One hard truth: “Holistic review” did not erase the curve
You will hear a lot of rhetoric about holistic review in the Step 1 P/F era. Some of it is genuine. Programs do read more of your application. They have to.
But the numbers do not lie. In the aggregate, Step 2 CK has become more—not less—determinative for:
- Getting your file opened.
- Receiving an interview.
- Being placed in the “safe to rank highly” bucket.
Committee members still glance at the PDF, make a mental note—“255, OK, no concern”—and move on. Or they see “235” for a neurosurgery hopeful and start digging for explanations.
Key takeaways
- Step 1 going pass/fail did not flatten selection; it shifted numeric pressure squarely onto Step 2 CK, especially in competitive specialties.
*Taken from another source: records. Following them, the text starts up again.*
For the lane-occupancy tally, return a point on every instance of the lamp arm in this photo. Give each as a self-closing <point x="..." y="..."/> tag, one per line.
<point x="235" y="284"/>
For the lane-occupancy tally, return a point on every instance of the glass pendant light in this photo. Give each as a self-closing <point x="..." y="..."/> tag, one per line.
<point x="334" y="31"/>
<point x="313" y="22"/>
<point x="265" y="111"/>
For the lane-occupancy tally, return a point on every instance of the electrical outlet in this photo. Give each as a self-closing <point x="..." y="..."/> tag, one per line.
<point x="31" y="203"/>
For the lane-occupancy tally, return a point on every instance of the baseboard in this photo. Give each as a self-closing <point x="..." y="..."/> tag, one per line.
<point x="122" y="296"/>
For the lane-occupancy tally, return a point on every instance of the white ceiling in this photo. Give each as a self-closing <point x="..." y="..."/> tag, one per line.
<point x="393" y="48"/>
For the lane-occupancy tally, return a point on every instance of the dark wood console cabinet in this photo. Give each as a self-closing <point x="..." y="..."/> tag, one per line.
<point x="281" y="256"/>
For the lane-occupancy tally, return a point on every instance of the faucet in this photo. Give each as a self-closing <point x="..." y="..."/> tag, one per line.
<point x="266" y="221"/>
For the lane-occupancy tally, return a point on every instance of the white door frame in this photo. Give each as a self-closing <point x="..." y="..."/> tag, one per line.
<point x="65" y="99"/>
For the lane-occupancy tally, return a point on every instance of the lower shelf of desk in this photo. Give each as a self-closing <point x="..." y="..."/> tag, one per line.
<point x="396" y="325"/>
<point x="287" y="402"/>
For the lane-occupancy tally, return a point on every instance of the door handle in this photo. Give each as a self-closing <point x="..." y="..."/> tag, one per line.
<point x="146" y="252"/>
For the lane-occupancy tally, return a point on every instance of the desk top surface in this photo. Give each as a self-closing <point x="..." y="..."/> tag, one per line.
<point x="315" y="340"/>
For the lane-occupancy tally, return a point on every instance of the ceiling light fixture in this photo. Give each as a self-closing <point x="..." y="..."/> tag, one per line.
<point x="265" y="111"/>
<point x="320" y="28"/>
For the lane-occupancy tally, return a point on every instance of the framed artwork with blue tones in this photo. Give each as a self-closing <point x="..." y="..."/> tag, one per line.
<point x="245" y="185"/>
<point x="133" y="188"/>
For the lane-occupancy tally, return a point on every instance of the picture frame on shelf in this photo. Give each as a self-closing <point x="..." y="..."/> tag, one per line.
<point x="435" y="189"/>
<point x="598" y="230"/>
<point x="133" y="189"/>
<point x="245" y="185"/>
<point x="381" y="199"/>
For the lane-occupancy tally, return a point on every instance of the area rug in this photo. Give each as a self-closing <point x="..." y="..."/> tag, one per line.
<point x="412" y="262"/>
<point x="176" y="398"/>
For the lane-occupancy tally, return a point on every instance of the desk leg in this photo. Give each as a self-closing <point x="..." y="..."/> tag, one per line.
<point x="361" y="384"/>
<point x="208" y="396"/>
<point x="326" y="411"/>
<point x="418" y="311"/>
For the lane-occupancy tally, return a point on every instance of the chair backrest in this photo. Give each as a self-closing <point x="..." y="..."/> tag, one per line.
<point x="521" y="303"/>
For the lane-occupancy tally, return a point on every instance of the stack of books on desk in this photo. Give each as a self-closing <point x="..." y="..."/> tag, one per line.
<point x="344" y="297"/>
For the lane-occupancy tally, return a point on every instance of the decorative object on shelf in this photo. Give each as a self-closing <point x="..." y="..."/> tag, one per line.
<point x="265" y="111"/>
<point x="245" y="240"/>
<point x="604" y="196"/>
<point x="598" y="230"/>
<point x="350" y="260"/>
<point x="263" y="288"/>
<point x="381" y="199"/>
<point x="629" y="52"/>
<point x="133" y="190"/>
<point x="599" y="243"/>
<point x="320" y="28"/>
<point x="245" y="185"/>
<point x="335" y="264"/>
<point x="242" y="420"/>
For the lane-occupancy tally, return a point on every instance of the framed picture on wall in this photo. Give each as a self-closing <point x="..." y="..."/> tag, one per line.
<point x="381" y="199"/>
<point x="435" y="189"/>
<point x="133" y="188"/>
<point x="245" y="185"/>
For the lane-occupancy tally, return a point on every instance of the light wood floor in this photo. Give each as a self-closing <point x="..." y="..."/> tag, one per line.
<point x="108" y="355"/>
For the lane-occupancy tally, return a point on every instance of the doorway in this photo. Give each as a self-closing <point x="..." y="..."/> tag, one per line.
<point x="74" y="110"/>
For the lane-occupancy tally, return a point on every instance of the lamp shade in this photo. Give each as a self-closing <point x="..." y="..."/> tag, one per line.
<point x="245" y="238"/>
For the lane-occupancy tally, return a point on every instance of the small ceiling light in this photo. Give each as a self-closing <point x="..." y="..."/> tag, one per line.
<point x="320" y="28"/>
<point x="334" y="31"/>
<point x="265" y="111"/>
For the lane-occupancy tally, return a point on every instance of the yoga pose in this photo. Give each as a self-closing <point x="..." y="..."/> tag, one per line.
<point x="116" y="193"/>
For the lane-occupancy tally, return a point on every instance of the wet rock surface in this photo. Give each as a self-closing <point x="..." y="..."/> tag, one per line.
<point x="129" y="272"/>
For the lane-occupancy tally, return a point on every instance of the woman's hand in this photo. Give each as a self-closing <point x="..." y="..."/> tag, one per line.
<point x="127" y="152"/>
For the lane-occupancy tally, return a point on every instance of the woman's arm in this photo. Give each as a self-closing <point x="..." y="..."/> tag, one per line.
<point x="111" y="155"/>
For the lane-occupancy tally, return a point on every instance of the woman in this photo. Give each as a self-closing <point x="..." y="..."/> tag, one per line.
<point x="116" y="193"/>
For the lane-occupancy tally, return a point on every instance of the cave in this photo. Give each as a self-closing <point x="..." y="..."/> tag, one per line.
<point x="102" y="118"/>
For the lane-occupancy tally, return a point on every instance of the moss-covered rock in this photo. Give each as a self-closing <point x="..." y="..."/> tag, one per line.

- Step 2 CK means for matched applicants have drifted upward by 1–4 points across most specialties, with the largest relative effects in derm, plastics, ENT, ortho, and similar fields.
- Your Step 2 CK score now defines your competitive tier by specialty far more than before; plan preparation, exam timing, and your application list with that reality—not nostalgia for the old Step 1 era—in mind.